A review committee determined that the allegations of abuse by the Rev. Marvin Knighton, 54, were credible, archdiocese spokeswoman Kathleen Hohl said Thursday. She gave no details.

Knighton worked in various archdiocesan jobs, including at a high school in the 1980s, and during the 2000-2001 school year was vice principal at a high school in Phoenix, where he now lives.

Peter Isely, Milwaukee spokesman for the Survivors Network of Those Abused by Priests, said removing a priest is rare and shows the seriousness of the situation.

“Our concern is that the archdiocese now take responsibility for the ruling,” he said. “They’ve known about his sexual misconduct since at least the late 1970s.”

Isely said he hopes the schools Knighton worked for notify alumni of the ruling.

In August, a Milwaukee County jury found Knighton not guilty on two counts of second-degree sexual assault of a child, a former student.

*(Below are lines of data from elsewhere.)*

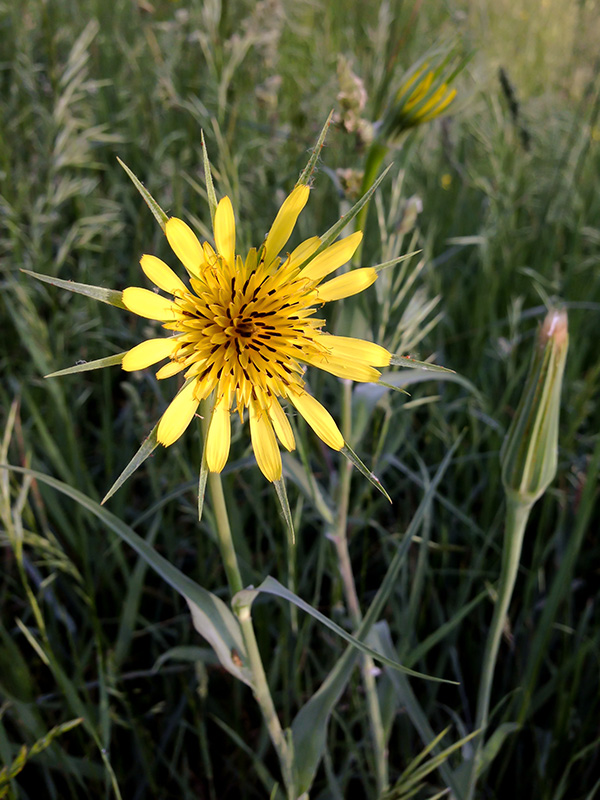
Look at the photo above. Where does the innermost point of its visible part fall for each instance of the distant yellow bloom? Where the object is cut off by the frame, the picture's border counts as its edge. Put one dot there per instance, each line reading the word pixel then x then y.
pixel 423 95
pixel 245 328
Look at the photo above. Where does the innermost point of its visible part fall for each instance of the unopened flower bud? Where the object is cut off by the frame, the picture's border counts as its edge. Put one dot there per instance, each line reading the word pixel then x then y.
pixel 529 452
pixel 423 95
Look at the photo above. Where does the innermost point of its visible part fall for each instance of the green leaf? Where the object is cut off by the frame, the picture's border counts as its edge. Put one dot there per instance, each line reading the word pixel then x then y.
pixel 211 617
pixel 159 214
pixel 309 728
pixel 308 170
pixel 86 366
pixel 110 296
pixel 272 586
pixel 186 653
pixel 493 745
pixel 11 771
pixel 354 459
pixel 387 264
pixel 149 445
pixel 202 487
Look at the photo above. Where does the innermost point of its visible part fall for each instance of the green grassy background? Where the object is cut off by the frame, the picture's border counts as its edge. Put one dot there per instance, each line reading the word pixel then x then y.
pixel 85 628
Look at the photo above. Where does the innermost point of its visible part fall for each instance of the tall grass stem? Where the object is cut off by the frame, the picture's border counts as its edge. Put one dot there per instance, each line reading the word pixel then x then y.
pixel 349 585
pixel 517 514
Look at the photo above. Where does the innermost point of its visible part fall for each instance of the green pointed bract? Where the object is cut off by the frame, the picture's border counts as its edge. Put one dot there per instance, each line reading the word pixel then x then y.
pixel 530 450
pixel 354 459
pixel 158 213
pixel 86 366
pixel 210 187
pixel 202 487
pixel 110 296
pixel 285 507
pixel 406 361
pixel 307 172
pixel 335 230
pixel 148 446
pixel 387 264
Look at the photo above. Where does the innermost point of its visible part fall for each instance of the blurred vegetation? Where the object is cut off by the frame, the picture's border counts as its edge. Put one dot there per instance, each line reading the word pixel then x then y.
pixel 502 198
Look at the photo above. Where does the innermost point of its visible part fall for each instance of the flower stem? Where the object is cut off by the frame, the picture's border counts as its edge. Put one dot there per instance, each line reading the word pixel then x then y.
pixel 517 514
pixel 259 679
pixel 340 540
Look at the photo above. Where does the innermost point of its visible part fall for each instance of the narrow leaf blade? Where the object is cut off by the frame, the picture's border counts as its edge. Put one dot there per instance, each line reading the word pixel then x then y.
pixel 212 618
pixel 158 213
pixel 272 586
pixel 86 366
pixel 407 361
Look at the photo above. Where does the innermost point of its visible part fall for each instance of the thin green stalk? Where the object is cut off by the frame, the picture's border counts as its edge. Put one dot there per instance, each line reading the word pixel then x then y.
pixel 373 164
pixel 340 540
pixel 259 679
pixel 517 514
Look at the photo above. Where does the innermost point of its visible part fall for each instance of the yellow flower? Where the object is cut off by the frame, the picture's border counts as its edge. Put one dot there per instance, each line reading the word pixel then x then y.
pixel 422 96
pixel 245 328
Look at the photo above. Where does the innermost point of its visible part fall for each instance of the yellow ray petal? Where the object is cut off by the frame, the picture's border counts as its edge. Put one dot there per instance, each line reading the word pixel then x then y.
pixel 178 415
pixel 162 275
pixel 264 443
pixel 147 353
pixel 353 282
pixel 170 369
pixel 345 347
pixel 305 250
pixel 319 419
pixel 219 437
pixel 332 258
pixel 282 426
pixel 149 304
pixel 185 245
pixel 224 225
pixel 284 223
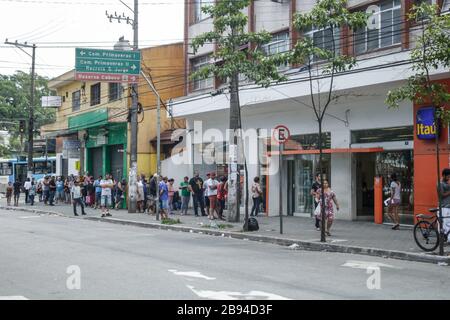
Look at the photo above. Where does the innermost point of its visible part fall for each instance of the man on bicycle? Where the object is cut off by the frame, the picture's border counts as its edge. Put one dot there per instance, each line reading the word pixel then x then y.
pixel 444 190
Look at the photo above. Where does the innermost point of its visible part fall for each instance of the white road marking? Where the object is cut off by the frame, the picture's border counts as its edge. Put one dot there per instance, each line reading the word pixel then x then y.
pixel 235 295
pixel 367 264
pixel 13 298
pixel 338 240
pixel 192 274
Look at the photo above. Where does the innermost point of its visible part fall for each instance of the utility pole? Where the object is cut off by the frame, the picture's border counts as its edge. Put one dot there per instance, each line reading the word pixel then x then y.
pixel 31 107
pixel 133 170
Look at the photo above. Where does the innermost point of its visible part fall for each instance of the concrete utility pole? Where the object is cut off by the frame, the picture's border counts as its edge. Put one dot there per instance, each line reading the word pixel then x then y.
pixel 132 181
pixel 158 139
pixel 31 107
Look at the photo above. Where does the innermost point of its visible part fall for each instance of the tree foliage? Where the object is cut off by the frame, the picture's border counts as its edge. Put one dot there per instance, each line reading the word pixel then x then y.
pixel 432 51
pixel 238 51
pixel 15 92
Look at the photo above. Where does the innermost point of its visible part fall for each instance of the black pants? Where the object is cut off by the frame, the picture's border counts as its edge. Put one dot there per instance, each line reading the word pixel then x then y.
pixel 199 199
pixel 80 202
pixel 317 220
pixel 255 208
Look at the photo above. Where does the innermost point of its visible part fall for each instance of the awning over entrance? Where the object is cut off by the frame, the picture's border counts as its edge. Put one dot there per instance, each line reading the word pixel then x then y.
pixel 336 150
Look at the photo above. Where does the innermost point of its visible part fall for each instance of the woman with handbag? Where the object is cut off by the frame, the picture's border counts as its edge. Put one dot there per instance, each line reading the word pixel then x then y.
pixel 256 196
pixel 330 197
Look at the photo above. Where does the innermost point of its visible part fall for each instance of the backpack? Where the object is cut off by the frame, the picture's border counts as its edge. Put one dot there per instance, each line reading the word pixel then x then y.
pixel 253 224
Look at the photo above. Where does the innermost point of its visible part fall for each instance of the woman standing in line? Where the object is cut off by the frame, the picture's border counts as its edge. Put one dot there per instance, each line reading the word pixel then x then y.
pixel 394 204
pixel 171 190
pixel 330 197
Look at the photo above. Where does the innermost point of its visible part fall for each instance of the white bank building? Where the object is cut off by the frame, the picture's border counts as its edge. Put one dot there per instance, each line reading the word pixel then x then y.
pixel 363 138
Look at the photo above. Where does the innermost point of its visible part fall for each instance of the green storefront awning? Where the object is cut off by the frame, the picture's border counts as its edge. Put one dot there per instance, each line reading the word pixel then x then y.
pixel 90 119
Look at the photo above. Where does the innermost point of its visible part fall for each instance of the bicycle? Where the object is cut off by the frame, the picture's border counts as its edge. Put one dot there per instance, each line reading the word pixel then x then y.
pixel 427 231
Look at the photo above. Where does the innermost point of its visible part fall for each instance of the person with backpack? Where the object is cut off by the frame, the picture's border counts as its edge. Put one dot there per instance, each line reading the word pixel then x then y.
pixel 77 198
pixel 17 186
pixel 222 193
pixel 394 202
pixel 185 195
pixel 9 192
pixel 31 193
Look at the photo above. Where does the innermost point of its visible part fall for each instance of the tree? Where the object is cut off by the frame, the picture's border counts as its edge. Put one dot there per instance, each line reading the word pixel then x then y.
pixel 238 52
pixel 14 105
pixel 431 52
pixel 327 59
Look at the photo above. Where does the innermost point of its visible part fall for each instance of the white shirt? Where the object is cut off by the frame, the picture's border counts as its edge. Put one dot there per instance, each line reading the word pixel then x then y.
pixel 27 185
pixel 210 191
pixel 106 191
pixel 395 186
pixel 76 192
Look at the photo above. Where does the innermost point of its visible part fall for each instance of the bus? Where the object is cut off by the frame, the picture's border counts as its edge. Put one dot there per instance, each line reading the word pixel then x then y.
pixel 12 169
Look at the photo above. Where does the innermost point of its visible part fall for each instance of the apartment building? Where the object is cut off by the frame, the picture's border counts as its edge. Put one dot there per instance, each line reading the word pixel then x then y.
pixel 364 140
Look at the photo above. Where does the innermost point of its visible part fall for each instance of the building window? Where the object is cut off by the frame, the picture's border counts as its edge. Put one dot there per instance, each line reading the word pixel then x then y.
pixel 115 91
pixel 279 44
pixel 199 14
pixel 197 64
pixel 323 39
pixel 405 133
pixel 76 99
pixel 387 30
pixel 95 94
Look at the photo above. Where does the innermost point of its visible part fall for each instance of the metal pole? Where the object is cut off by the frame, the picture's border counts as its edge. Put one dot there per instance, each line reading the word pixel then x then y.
pixel 31 118
pixel 158 151
pixel 134 125
pixel 280 165
pixel 158 139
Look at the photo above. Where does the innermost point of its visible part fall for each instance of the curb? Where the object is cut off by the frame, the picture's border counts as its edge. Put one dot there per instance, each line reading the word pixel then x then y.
pixel 298 244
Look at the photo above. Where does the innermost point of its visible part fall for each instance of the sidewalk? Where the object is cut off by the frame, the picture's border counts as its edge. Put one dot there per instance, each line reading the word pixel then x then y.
pixel 347 236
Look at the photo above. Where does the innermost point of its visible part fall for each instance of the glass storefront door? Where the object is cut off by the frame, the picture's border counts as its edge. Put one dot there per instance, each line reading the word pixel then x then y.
pixel 301 171
pixel 383 164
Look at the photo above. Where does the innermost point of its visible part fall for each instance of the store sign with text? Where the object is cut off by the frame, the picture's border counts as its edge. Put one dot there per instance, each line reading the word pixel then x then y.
pixel 426 123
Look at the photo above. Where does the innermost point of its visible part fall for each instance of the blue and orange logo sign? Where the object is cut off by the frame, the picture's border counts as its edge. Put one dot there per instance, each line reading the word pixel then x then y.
pixel 425 123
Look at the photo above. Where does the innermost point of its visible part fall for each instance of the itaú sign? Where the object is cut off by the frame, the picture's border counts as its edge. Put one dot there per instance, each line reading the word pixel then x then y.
pixel 426 123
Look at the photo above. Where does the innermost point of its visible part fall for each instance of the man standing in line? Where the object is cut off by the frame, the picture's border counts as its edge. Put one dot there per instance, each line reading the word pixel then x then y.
pixel 98 192
pixel 27 186
pixel 76 198
pixel 316 186
pixel 46 189
pixel 196 187
pixel 52 190
pixel 17 186
pixel 185 195
pixel 205 193
pixel 211 187
pixel 106 186
pixel 164 198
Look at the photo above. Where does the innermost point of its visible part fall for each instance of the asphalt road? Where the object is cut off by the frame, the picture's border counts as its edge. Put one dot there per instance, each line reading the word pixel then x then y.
pixel 51 257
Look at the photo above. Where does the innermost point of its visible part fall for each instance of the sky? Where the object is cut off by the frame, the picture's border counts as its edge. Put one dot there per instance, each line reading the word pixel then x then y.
pixel 57 27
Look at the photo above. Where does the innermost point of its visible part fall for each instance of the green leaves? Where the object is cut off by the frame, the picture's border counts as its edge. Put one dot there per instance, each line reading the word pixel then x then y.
pixel 237 51
pixel 432 51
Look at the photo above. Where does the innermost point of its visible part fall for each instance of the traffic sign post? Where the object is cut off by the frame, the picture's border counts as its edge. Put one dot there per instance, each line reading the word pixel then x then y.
pixel 281 135
pixel 107 65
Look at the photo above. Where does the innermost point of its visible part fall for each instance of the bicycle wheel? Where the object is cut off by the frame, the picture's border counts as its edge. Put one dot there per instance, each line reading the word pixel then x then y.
pixel 426 236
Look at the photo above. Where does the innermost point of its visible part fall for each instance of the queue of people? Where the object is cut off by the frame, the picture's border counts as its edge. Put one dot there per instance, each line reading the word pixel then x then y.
pixel 209 195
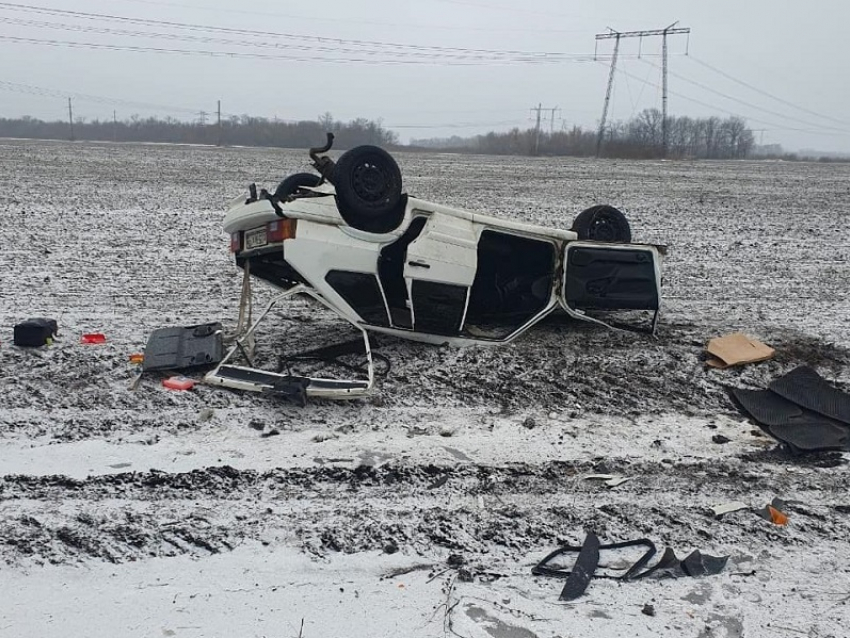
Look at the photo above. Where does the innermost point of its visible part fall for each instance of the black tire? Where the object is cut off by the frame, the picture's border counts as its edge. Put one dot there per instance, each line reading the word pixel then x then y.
pixel 293 183
pixel 603 223
pixel 368 189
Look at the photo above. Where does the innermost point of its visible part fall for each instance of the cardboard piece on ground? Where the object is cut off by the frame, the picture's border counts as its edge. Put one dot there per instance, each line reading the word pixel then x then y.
pixel 736 349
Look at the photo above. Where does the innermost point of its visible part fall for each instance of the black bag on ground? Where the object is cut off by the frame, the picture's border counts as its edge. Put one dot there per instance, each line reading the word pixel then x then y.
pixel 35 332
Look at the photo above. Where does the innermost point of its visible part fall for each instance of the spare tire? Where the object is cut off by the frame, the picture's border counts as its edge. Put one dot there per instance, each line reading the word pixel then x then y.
pixel 603 223
pixel 368 189
pixel 293 183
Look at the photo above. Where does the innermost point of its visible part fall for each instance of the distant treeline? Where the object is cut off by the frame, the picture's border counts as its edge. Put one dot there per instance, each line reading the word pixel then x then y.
pixel 640 137
pixel 236 131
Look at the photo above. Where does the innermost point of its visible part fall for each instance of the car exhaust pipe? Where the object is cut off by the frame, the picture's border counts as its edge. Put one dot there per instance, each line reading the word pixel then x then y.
pixel 325 165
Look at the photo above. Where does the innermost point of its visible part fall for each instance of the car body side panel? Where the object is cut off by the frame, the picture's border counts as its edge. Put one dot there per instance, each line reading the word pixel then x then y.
pixel 321 248
pixel 446 251
pixel 610 277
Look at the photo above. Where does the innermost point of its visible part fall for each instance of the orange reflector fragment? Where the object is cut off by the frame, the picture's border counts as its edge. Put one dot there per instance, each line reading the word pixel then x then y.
pixel 178 383
pixel 776 516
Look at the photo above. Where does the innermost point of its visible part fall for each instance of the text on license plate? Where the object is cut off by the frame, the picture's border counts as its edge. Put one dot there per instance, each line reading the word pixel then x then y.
pixel 255 238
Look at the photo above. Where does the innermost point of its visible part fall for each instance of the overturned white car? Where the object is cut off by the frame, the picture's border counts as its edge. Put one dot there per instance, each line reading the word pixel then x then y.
pixel 389 263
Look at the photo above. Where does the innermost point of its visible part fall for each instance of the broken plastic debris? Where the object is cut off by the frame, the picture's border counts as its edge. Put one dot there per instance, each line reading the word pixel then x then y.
pixel 178 383
pixel 774 512
pixel 728 508
pixel 611 480
pixel 669 565
pixel 736 349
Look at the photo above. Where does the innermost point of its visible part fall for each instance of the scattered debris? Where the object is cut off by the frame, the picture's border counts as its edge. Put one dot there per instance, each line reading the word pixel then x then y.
pixel 583 570
pixel 736 349
pixel 774 512
pixel 728 508
pixel 33 333
pixel 611 480
pixel 178 383
pixel 694 564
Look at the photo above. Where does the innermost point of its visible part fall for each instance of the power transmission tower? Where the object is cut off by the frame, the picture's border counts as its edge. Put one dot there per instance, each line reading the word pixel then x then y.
pixel 219 122
pixel 552 120
pixel 539 108
pixel 608 90
pixel 71 118
pixel 671 30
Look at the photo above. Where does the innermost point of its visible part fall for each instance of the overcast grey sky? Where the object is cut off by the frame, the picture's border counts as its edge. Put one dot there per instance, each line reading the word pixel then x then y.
pixel 454 77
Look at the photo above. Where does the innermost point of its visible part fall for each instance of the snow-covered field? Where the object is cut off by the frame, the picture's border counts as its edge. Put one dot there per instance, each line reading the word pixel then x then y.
pixel 419 512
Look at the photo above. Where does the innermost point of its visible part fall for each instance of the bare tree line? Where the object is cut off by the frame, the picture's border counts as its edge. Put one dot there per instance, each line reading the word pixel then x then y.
pixel 639 137
pixel 236 130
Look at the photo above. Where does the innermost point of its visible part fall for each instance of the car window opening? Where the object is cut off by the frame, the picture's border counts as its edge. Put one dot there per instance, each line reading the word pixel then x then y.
pixel 513 281
pixel 391 273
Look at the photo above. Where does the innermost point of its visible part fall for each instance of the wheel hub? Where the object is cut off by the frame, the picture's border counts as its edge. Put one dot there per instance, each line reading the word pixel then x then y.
pixel 369 182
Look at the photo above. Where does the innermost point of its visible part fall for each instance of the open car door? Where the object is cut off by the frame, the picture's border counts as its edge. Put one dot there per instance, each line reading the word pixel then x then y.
pixel 599 276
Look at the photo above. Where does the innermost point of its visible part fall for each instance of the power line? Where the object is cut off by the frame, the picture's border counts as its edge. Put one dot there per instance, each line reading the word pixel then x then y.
pixel 254 33
pixel 750 104
pixel 30 89
pixel 766 94
pixel 616 36
pixel 240 42
pixel 775 127
pixel 293 58
pixel 380 23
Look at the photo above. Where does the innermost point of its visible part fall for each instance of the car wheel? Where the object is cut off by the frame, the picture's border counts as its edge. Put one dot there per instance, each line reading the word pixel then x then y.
pixel 294 183
pixel 603 223
pixel 368 188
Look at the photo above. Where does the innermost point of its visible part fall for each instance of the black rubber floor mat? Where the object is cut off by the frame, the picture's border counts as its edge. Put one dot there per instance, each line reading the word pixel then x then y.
pixel 802 429
pixel 808 389
pixel 183 347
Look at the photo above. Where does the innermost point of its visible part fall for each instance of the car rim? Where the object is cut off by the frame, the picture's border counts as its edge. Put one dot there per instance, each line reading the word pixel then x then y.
pixel 369 182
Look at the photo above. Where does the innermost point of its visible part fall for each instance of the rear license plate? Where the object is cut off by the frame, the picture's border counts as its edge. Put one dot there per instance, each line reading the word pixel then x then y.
pixel 255 238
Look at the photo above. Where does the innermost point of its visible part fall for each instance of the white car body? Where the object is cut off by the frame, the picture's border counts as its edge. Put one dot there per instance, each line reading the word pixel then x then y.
pixel 443 275
pixel 445 252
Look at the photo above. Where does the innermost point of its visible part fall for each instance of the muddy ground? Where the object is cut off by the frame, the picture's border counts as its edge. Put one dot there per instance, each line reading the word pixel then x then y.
pixel 475 453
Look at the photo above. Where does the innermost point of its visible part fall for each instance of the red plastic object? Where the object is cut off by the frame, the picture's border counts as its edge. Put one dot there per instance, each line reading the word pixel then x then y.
pixel 178 383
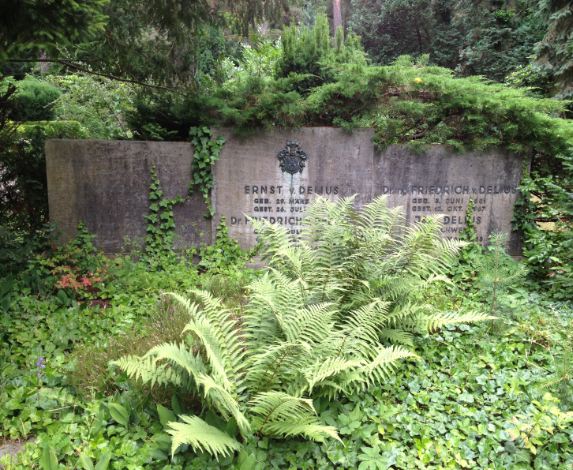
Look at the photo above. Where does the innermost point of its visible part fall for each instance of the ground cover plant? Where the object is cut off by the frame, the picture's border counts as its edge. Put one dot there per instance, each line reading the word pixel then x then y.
pixel 359 331
pixel 314 325
pixel 478 396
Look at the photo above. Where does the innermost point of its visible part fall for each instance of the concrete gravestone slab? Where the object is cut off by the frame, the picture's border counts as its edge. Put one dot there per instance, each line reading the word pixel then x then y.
pixel 274 175
pixel 105 184
pixel 251 180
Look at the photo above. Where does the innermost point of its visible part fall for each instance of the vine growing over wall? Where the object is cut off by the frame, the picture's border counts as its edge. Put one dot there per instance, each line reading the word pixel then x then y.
pixel 206 152
pixel 160 222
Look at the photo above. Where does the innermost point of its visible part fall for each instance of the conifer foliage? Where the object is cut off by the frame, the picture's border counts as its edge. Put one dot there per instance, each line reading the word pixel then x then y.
pixel 334 313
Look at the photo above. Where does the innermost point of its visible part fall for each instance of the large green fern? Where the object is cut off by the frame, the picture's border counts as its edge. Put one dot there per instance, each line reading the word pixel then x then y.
pixel 333 314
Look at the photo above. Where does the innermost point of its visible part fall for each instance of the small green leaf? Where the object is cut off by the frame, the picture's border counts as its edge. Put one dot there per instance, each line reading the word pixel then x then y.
pixel 85 462
pixel 165 415
pixel 119 413
pixel 49 459
pixel 103 461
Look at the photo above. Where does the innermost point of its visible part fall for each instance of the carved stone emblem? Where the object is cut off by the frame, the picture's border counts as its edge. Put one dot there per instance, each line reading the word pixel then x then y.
pixel 292 158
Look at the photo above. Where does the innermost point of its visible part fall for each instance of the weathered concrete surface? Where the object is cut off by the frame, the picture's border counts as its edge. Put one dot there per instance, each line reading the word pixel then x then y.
pixel 440 181
pixel 249 180
pixel 106 185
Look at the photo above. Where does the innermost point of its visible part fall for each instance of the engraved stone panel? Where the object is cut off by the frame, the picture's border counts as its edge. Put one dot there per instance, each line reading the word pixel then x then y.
pixel 250 182
pixel 274 175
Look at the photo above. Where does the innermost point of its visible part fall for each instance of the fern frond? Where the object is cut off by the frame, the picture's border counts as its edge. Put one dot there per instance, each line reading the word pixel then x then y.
pixel 281 415
pixel 310 325
pixel 439 320
pixel 225 403
pixel 397 336
pixel 201 437
pixel 275 364
pixel 328 368
pixel 149 372
pixel 382 365
pixel 178 355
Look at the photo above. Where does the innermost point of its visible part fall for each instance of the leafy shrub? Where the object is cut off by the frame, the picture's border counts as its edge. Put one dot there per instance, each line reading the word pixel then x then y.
pixel 24 195
pixel 99 104
pixel 331 316
pixel 91 372
pixel 222 254
pixel 34 99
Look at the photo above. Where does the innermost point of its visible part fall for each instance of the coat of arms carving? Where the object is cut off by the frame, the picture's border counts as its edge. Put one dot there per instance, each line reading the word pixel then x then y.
pixel 292 158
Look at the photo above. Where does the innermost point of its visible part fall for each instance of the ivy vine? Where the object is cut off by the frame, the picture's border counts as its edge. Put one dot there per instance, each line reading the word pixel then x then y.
pixel 160 221
pixel 206 152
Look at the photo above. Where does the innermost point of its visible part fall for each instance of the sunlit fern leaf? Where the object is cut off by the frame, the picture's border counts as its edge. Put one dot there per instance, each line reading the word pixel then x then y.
pixel 328 368
pixel 380 368
pixel 223 401
pixel 310 324
pixel 149 372
pixel 402 337
pixel 439 320
pixel 274 364
pixel 201 436
pixel 204 333
pixel 178 355
pixel 279 414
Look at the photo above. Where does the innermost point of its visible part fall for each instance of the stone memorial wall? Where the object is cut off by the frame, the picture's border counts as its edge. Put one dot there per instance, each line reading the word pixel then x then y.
pixel 274 175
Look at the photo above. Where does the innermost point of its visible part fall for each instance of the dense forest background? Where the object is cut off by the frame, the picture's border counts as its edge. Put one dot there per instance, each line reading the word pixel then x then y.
pixel 176 42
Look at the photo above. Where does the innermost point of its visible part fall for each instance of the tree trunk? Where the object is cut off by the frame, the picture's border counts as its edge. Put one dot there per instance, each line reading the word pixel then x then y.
pixel 336 15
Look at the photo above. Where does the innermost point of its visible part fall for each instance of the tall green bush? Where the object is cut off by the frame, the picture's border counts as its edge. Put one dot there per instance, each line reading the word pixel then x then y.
pixel 34 99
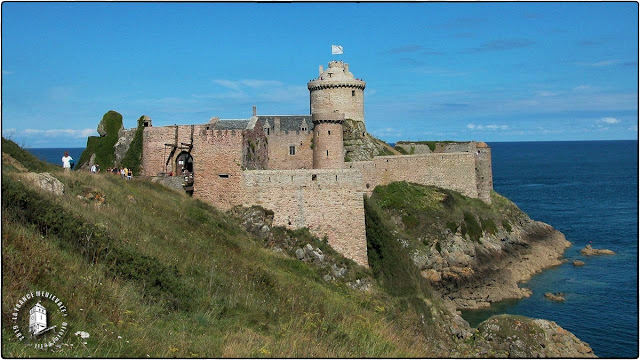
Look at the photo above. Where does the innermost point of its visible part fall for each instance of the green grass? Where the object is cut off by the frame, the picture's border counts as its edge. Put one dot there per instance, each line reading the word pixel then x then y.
pixel 103 146
pixel 152 272
pixel 133 158
pixel 426 211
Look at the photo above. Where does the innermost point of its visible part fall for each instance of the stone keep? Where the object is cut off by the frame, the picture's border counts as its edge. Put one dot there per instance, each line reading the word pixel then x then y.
pixel 327 140
pixel 336 89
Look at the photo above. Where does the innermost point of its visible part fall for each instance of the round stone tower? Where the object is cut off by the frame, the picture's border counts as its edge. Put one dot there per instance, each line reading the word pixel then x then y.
pixel 328 149
pixel 336 89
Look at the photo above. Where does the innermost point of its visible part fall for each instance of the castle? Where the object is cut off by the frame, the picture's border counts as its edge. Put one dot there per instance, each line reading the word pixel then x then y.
pixel 295 164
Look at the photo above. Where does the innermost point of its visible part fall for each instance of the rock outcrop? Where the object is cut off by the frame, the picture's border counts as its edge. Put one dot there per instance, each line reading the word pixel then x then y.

Brian Flynn, now 29, said Knighton touched him inappropriately on a number of occasions in the 1980s. Knighton denied the accusations and said Flynn was a disturbed teenager.

The Associated Press could not locate a listing for Knighton in the Phoenix area, and his Milwaukee attorney, Gerald Boyle, did not immediately return a phone call seeking comment.

Elsewhere Thursday, a former Roman Catholic high school counselor was sentenced in Mobile, Ala., to the maximum six years in prison for molesting a 14-year-old student in 1991.

Brother Nicholas Paul Bendillo, who was convicted in February, apologized to Clark Glenn Jr., now 27 and living in New Jersey. Bendillo, 75, said he was “very remorseful, very sorry” for what he had done. Glenn never made eye contact with Bendillo, who has several other sexual abuse charges pending.